Two of the greatest scholars in Jewish history, Hillel and Shammai, lived around the turn of the millennium.  The last of the Zugot (Pairs [of Rabbinic scholars who led the Jewish people living in Israel]) and the first of the Tannaim (the Sages who contributed to the Mishna), these two venerable sages shared duties in administering the Sanhedrin (the highest Jewish court of law).  Hillel served as the Nasi (president), while Shammai was the Av Bet Din (literally, “the father of the Jewish Court”; i.e., second in command).

These two esteemed scholars and the students of their y’shivot (academies) Beit Hillel (the House/School of Hillel) and Beit Shammai (the House/School of Shammai) agreed in, perhaps, 99.9 % of matters regarding Jewish law.  On rare occasion, however, they disagreed on finer details.
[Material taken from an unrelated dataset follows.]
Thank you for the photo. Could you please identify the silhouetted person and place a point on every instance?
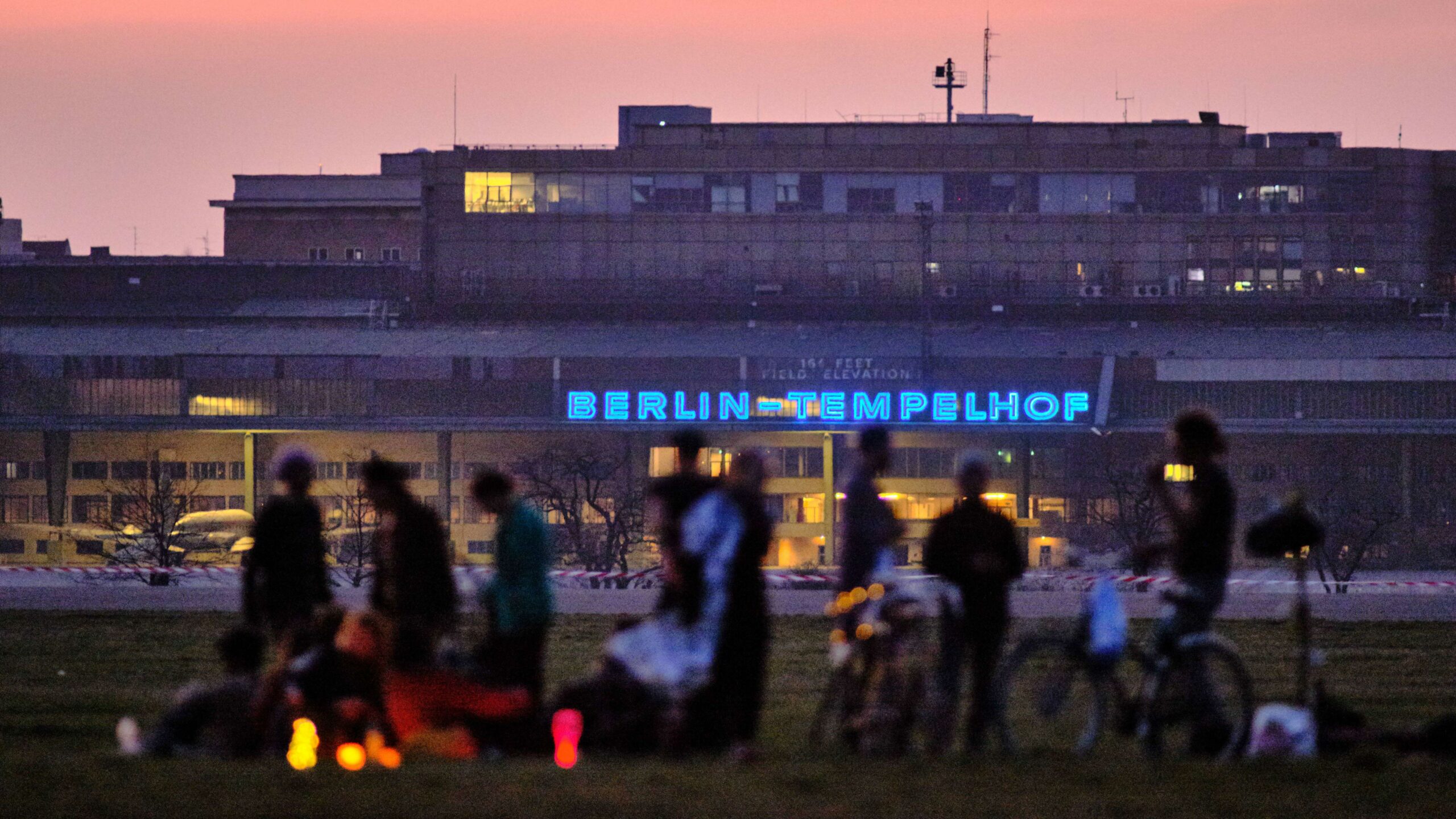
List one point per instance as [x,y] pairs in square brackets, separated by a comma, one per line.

Even though their disputes may have resembled competitions, the Talmud (Pirkei Avot 5:20) considered them to be constructive (i.e., לְֹשֵם שָׁמַיִם/L’Shem Shamayim [for the sake of Heaven]).  After all, the main purpose of these disagreements was not to satisfy the egos of the disputants, but rather to clarify the law so that more Jews could observe the tradition in a more precise manner.  In that way, their disputes were similar to teammates sharing the same goal.

With rare exception, in a “competition” (i.e. machaloket [dispute/disagreement]) between Hillel and Shammai, the law went in accordance with Beit Hillel.  As explained in the Talmud (Eruvin 13b):

יָצְאָה בַּת קוֹל וְאָמְרָה אֵלּוּ וְאֵלּוּ דִּבְרֵי אֱלֹקִים חַיִּים הֵן וַהֲלָכָה כְּב”ה

Yahtz’a Bat Kol v’am’ra: ehlu v’ehlu Divrei Elokim Chayim hehn v’Halakha k’Veit Hillel

A Bat Kol [Divine Voice] came forth and said: “these and those [Beit Hillel and Beit Shammai’s opinions] are both the words of the Living G-d, but the law [when there is a difference in opinion] goes according to Beit Hillel.

Having been raised in abject poverty (see Yoma 35b), Hillel was an extraordinarily patient man who could empathize, oftentimes, with the underdog.

One classic machaloket between the students of these two prodigious Sages is found in Ketubot 16b-17a regarding whether a person can bend the truth in order to save someone from embarrassment and tell an unattractive bride on her wedding day that she is beautiful.  While Beit Shammai prohibited such behavior, Beit Hillel allowed it.

When competitors’ primary skills are essentially equivalent, we then use additional criteria as the tiebreaker.  In sports, it may be the person to whom teammates respond better. In the case of Jewish leadership, we learn from Hillel that being gentler and more patient are extremely important traits to inspire others to observe Jewish tradition.

While teammates have the same goal of putting the best interests of the team before their own personal accomplishments, inevitably, a competition exists.  When competing for a place on the roster, playing time, or a record, it should be done in a fair and friendly way in the same manner as done by Gale Sayers and Brian Piccolo.  These are important expressions of sportsmanship.
Rabbis (and other Torah teachers) are also “teammates” in that they all have the same common goal of transmitting Torah to others.  Accordingly, when they compete, it should be strictly L’Shem Shamayim – – for the sake of Heaven (Pirkei Avot 5:20).  The “competing” students of Torah should be sure to express only great Derekh Eretz v’Khavod to one another. We should take a lesson from the Tannaim Hillel and Shammai and their students who engaged in machalokot (disputes/disagreements) only in order to elucidate the Halakha in select situations for the benefit of all Jews.